Like many of the posters in this forum, I too am going through what members of my lab refer to as the "junior-year crisis," the phase in my academic career where all of the future plans I've made for myself have pretty much been turned upside down. From the outset of my undergrad career, I was pretty dead set on going to medical school, until I began doing research almost a year ago. Now that I've learned a little bit more about myself, I know a (translational) research career is what I really want; however, I know the research careers are grueling and don't always work out the way they are envisioned, so I would be satisfied being a physician as well, but not without giving research a shot at first. So here we are again at the age old question: PhD or MD/PhD (ideally MSTP).

So here's just some background on my circumstances, which can hopefully help with any advice. I'm currently a junior majoring in Neuroscience and minoring in Biology and Cognitive Science, my GPA is currently 3.97 which will most certainly go down by the time I graduate (but by my estimate not below 3.85), and I've yet to take the MCAT which would happen at the end of the upcoming spring semester if I decide to go MSTP.
I've been involved in research for a little under 7 months now, but my experience (as I have been led to believe) is above the norm for the average undergrad of equal duration of involvement.

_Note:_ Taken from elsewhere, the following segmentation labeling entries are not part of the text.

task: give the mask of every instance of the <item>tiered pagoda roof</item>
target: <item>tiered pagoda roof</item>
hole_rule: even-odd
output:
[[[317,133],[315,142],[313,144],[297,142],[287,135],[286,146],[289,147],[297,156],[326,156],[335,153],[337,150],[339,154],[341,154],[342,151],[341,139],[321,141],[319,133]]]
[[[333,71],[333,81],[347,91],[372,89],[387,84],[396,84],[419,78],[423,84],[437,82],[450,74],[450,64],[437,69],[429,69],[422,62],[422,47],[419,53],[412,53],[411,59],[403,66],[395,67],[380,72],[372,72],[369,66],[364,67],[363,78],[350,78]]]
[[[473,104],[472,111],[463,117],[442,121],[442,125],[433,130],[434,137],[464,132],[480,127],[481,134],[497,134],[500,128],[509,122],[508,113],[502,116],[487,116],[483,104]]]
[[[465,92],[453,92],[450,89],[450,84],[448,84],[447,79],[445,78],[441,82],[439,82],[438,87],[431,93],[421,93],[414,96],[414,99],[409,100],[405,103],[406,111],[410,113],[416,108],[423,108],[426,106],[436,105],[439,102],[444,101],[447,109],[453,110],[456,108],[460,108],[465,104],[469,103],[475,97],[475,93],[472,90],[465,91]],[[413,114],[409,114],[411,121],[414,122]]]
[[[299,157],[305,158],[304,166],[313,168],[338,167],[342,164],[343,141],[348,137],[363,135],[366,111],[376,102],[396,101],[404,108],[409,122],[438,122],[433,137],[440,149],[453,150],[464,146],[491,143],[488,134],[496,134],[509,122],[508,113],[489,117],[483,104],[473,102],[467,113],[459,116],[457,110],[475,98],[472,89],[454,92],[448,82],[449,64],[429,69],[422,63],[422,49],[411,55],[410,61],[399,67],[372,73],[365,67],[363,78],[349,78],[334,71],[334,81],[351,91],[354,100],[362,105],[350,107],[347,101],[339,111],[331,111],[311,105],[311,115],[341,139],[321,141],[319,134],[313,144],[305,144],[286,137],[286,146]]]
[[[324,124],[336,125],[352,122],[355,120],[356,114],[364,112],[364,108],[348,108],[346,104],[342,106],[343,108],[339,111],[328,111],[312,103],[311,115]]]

I work for the head of the behavioral neuroscience program at my university, who also happens to be a prominent figure in his field (developmental psychobiology), which has allowed me in my short amount of time to lead 5 independent projects, give 4 presentations (1 oral, 3 poster; 3 on the local-level, and 1 international conference), and I will probably come out of undergrad with at least 2 first-authored publications (1 in the works now plus my senior thesis which all past undergrads from my PI's lab have published). If I chose to, there is also the option of staying at my current institution for an extra year for our 4+1 MS in Neuroscience degree, which will allow me another year to probably rack up another 1-2 publications.

Taking into consideration my future prospects at my current university and my desire to have a research career or career in academia (and not so much a clinical career), does anyone have recommendations on whether a PhD program or MD/PhD program would be best? My research interests are sort-of translational, so I can see the benefits of MD/PhD, however the work I want to do is probably possible with just a PhD. I just struggle with the level of uncertainty that comes with a PhD-research career since everything is dependent on the economy and funding availability which currently sucks. My PI says that if I were to go the MSTP route, I would have a greater breadth of knowledge which would definitely help me in my research, but (based on his years of experience with grad students) my training as a researcher would not be as strong as training I would receive from a standalone PhD program, and that if I continued the quality of work I do now, I should have no problem getting any post-doc position I wanted and getting a decent starting faculty position (again, based on his experience with many students over past years). Not to mention, my PI could probably hook me up with a nice position at any top school I wanted. BUT, if not it would be nice to have the job security afforded by an MD/PhD dual degree.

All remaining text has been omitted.